T cells, generated both by vaccinations and COVID-19 infections, have been shown to be critical in limiting progression to severe disease by eliminating virus-infected cells and helping with other immune system functions. Preliminary studies have reported that Omicron (fast becoming the most dominant circulating strain globally) can escape antibodies produced by vaccination or natural COVID-19 infection, raising concerns about the increased possibility of reinfection and breakthrough cases.
Published yesterday in Viruses, the team analyzed over 1,500 fragments of SARS-CoV-2’s viral proteins, called epitopes, that have been found to be recognized by T cells in recovered COVID-19 patients or after vaccination. The team’s findings suggest Omicron is unlikely to be able to evade T cells, adding to a growing body of evidence from research groups around the world who are also investigating T cell responses to COVID-19.
“Despite being a preliminary study, we believe this is positive news. Even if Omicron, or some other variant for that matter, can potentially escape antibodies, a robust T cell response can still be expected to offer protection and help to prevent significant illness,” said Prof. Matthew MCKAY from the University of Melbourne, who co-led the research.
The most concerning aspect of Omicron is the abundance of mutations in its spike protein, which is the primary target of COVID-19 vaccines.
The spike enables the virus to attach and enter cells in humans. Current vaccines induce neutralizing antibodies aimed at blocking this process, however these antibodies have been reported to be less effective against Omicron compared with previous variants, like Delta.
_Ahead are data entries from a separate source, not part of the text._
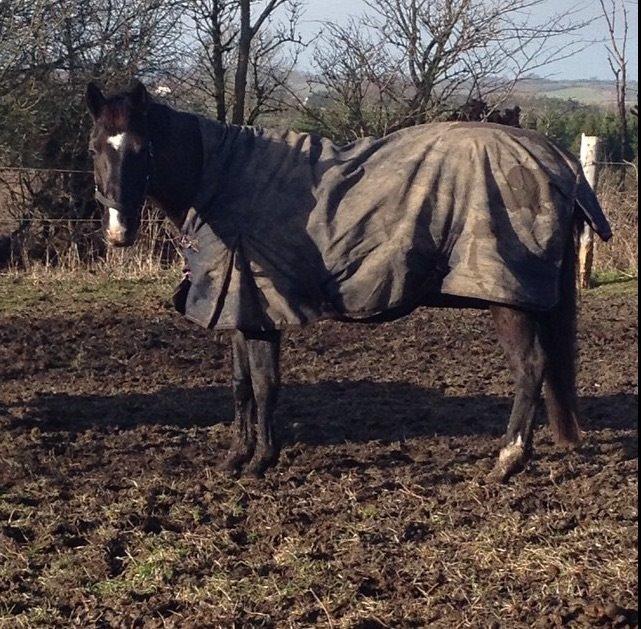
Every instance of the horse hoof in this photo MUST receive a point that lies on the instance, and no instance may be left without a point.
(233, 462)
(512, 460)
(260, 464)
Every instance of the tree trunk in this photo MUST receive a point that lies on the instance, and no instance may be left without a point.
(219, 68)
(240, 80)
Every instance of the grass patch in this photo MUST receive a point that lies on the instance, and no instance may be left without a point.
(615, 283)
(38, 292)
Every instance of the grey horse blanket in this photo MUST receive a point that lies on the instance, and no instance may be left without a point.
(288, 228)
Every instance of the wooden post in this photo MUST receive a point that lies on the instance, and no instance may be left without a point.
(589, 152)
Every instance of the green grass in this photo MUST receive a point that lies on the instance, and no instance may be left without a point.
(28, 292)
(615, 283)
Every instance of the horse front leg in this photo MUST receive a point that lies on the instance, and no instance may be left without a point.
(264, 355)
(517, 331)
(244, 435)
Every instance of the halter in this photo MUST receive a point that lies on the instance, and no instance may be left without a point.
(116, 205)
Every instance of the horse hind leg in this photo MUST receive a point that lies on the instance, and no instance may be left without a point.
(517, 332)
(264, 354)
(558, 337)
(244, 434)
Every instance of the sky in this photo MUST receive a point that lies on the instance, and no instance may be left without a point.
(590, 63)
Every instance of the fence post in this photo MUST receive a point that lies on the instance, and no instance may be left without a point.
(589, 152)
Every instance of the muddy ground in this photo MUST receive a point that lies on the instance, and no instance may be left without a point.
(114, 413)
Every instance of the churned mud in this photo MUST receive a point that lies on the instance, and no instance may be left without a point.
(114, 413)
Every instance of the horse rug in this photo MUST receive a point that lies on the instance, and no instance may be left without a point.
(289, 228)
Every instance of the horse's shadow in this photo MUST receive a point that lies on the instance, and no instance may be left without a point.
(320, 413)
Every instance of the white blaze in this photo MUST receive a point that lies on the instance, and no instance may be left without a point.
(116, 140)
(115, 226)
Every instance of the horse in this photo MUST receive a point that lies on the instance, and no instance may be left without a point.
(143, 149)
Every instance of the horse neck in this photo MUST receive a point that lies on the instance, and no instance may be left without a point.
(176, 162)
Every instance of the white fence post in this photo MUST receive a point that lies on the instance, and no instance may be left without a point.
(589, 152)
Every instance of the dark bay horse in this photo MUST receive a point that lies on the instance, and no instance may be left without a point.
(143, 149)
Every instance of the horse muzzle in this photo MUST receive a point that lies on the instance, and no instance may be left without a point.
(117, 232)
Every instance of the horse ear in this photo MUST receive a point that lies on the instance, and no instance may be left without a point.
(95, 99)
(139, 96)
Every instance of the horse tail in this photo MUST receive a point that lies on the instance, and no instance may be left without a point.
(558, 339)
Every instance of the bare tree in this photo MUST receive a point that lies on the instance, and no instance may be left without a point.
(613, 10)
(238, 58)
(417, 59)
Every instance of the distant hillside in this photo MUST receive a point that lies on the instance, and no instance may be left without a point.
(589, 91)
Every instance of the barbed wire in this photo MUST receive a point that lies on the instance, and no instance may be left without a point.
(45, 170)
(73, 220)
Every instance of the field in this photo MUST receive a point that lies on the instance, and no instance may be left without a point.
(114, 414)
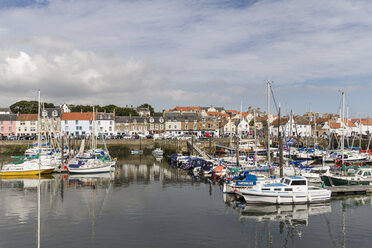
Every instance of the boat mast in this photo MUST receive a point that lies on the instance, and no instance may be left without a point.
(255, 138)
(280, 146)
(290, 135)
(316, 136)
(268, 122)
(38, 187)
(343, 128)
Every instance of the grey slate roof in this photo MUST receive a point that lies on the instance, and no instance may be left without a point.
(176, 116)
(50, 112)
(105, 116)
(8, 117)
(122, 119)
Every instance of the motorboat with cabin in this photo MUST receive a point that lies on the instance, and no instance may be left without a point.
(290, 190)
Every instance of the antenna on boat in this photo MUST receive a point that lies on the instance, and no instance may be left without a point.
(38, 186)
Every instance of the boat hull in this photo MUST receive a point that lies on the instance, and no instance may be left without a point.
(339, 181)
(26, 172)
(91, 170)
(259, 197)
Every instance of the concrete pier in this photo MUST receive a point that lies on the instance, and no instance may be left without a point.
(169, 146)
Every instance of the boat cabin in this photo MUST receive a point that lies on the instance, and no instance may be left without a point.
(365, 172)
(287, 184)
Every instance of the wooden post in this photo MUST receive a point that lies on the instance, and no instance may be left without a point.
(62, 160)
(210, 144)
(280, 147)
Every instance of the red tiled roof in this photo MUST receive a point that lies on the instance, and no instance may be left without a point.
(27, 117)
(178, 108)
(77, 116)
(218, 114)
(232, 111)
(334, 125)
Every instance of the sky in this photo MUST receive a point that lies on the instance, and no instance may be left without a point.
(188, 53)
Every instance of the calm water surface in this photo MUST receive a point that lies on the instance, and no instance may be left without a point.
(146, 203)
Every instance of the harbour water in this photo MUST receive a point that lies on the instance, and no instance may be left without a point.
(147, 203)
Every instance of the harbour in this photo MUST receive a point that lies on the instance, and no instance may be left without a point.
(166, 206)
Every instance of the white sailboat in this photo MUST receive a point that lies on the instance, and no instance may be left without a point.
(29, 166)
(93, 163)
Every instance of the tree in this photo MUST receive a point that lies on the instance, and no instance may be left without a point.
(28, 107)
(148, 106)
(81, 108)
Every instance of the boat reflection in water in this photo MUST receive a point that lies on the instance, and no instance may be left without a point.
(292, 215)
(25, 182)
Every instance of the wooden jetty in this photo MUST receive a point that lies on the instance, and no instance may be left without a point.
(351, 190)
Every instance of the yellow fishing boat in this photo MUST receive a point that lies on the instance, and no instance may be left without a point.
(28, 167)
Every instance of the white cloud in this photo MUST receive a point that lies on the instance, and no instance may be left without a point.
(128, 51)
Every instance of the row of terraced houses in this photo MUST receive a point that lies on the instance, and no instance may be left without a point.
(199, 121)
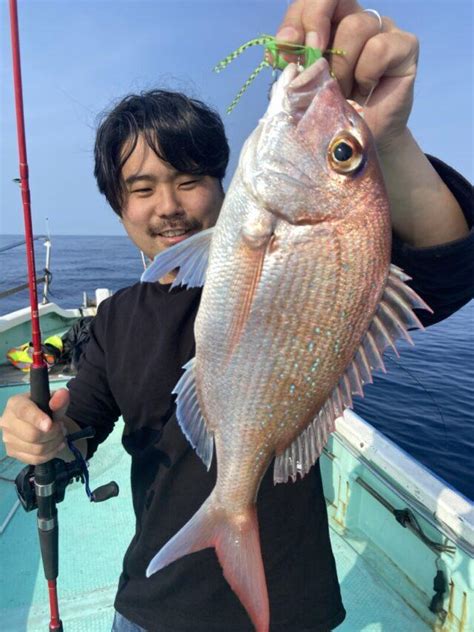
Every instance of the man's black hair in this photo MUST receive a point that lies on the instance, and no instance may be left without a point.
(182, 131)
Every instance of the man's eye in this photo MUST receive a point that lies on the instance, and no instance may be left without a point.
(147, 190)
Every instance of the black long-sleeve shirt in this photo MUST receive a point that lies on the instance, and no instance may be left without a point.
(140, 340)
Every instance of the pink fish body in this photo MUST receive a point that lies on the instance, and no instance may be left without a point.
(299, 303)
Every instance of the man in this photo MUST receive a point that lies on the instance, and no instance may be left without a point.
(160, 160)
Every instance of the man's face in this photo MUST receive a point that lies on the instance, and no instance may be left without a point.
(163, 206)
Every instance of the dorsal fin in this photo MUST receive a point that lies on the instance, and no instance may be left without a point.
(190, 417)
(191, 256)
(392, 319)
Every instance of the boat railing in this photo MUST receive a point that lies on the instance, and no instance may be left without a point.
(46, 276)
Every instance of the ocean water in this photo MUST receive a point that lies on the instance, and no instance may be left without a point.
(424, 403)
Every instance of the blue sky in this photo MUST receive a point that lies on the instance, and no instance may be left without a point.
(80, 55)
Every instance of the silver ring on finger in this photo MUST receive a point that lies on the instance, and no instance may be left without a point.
(377, 15)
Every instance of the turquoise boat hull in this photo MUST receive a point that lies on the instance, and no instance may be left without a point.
(386, 569)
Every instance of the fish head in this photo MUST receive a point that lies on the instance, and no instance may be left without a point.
(312, 157)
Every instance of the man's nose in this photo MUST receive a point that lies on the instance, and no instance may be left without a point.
(168, 204)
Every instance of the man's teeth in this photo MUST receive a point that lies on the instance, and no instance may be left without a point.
(173, 233)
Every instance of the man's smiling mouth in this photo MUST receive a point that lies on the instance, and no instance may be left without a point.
(174, 232)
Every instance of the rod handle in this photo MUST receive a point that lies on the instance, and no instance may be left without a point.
(39, 388)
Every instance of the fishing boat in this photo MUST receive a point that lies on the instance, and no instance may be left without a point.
(403, 538)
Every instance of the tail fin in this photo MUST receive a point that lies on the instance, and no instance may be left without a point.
(237, 543)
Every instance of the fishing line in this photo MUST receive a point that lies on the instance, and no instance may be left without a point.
(274, 51)
(413, 376)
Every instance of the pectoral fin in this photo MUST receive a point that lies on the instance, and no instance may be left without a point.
(191, 256)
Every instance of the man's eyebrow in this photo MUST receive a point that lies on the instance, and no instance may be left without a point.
(140, 177)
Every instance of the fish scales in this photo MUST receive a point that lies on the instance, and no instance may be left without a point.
(298, 265)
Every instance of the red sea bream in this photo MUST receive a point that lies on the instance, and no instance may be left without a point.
(298, 305)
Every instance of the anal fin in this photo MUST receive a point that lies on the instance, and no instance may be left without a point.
(190, 417)
(392, 319)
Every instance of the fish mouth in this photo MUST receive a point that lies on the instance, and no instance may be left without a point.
(305, 87)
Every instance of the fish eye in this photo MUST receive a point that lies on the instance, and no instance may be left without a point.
(345, 154)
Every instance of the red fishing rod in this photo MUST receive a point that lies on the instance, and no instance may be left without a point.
(44, 475)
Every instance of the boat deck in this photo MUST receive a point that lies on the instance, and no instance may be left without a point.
(92, 542)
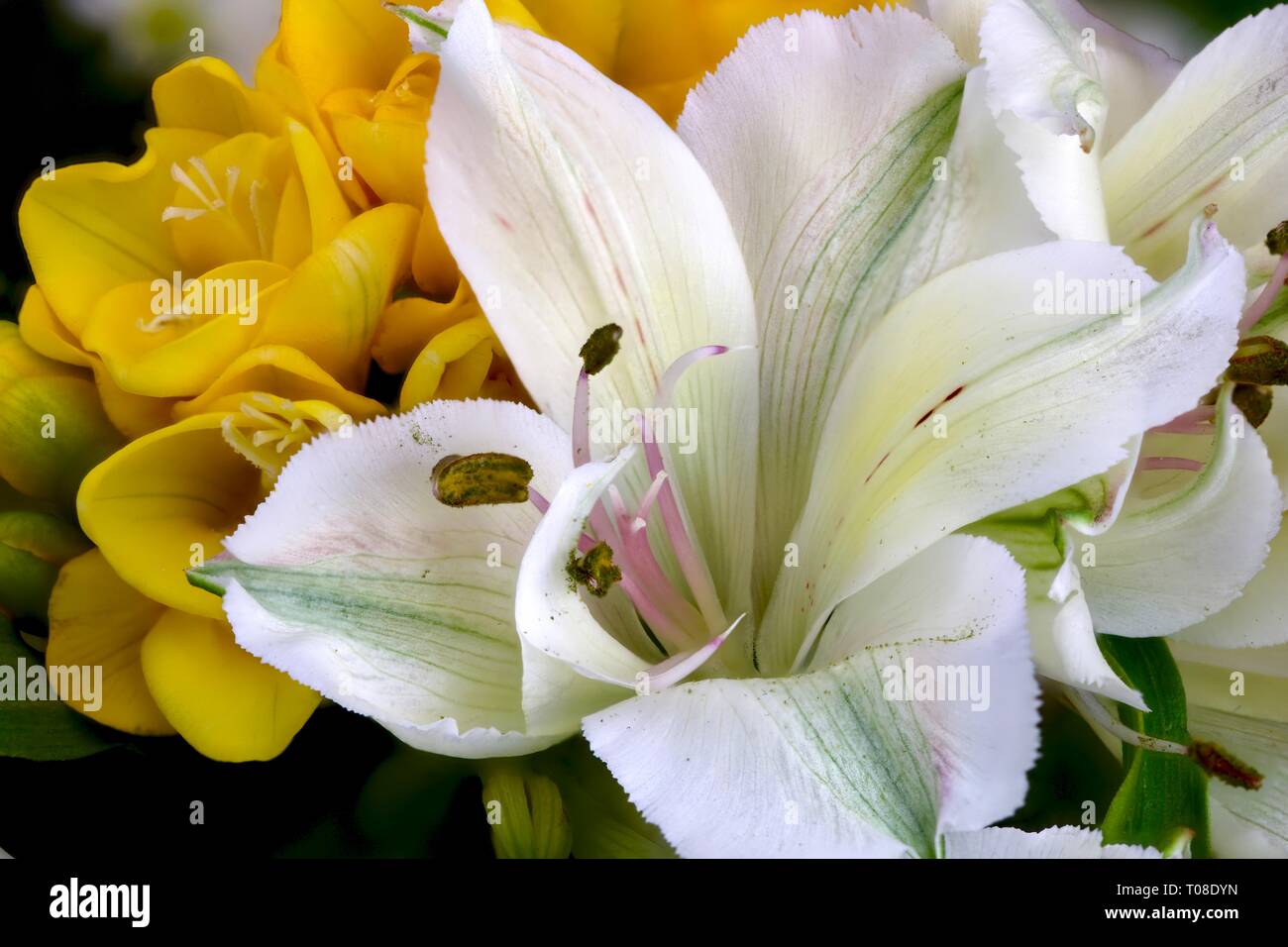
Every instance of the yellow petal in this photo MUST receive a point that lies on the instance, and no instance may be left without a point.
(43, 331)
(465, 376)
(151, 347)
(327, 208)
(520, 13)
(224, 701)
(590, 30)
(98, 620)
(33, 545)
(94, 227)
(408, 324)
(18, 360)
(284, 372)
(52, 432)
(329, 309)
(432, 262)
(207, 94)
(469, 341)
(274, 77)
(224, 202)
(163, 502)
(133, 415)
(292, 239)
(387, 155)
(660, 42)
(340, 44)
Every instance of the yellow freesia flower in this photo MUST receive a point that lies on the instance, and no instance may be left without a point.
(237, 193)
(347, 69)
(299, 206)
(162, 504)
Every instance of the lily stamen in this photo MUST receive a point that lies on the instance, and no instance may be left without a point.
(1262, 303)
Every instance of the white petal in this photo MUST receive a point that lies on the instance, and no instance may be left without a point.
(1219, 134)
(549, 607)
(1258, 617)
(1065, 88)
(823, 154)
(1059, 841)
(355, 579)
(1064, 642)
(960, 21)
(1248, 682)
(824, 763)
(570, 204)
(969, 399)
(1171, 562)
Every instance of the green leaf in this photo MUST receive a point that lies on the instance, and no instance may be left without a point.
(526, 812)
(40, 729)
(604, 822)
(1162, 793)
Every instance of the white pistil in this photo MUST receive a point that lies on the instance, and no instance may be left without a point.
(1108, 722)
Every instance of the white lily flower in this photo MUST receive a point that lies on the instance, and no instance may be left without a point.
(1188, 538)
(771, 272)
(1117, 142)
(1239, 699)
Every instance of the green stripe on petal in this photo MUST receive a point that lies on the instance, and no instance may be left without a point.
(355, 579)
(835, 762)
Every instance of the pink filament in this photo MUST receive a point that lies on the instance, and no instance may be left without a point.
(1170, 464)
(1262, 303)
(1194, 421)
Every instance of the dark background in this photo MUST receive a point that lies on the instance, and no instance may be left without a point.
(344, 787)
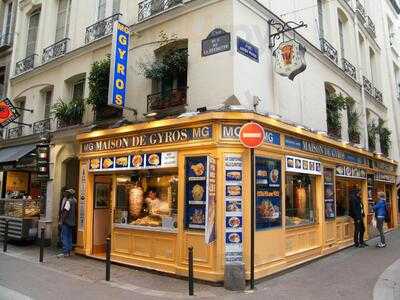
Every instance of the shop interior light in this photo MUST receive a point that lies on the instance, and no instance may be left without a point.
(150, 114)
(274, 116)
(188, 114)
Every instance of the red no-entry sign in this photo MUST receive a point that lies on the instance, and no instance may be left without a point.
(252, 135)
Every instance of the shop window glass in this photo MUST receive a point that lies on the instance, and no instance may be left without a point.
(300, 199)
(343, 191)
(342, 198)
(147, 199)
In analyzing virus epitopes from the spike protein that are targeted by T cells in vaccinated or previously infected individuals, the study found that only 20 per cent showed mutations associated with Omicron. Even then, these mutations do not necessarily mean the virus will be able to evade the body’s T cells.
“Among these T cell epitopes that have Omicron mutations, our further analysis revealed that more than half are predicted to still be visible to T cells. This further diminishes the chance that Omicron may escape T cells’ defences,” said study co-lead Prof. Ahmed Abdul QUADEER, Research Assistant Professor at HKUST’s Department of Electronic and Computer Engineering.
While the study focused on the spike protein of the virus, when the team broadened their analysis to other virus proteins, they found an overwhelming majority (more than 97 per cent) of non-spike T cell epitopes do not encompass mutations associated with Omicron.
“These results overall, would suggest that broad escape from T cells is very unlikely,” Prof. McKay said. “Based on our data, we anticipate that T cell responses elicited by vaccines and boosters, for example, will continue to help protect against Omicron, as observed for other variants.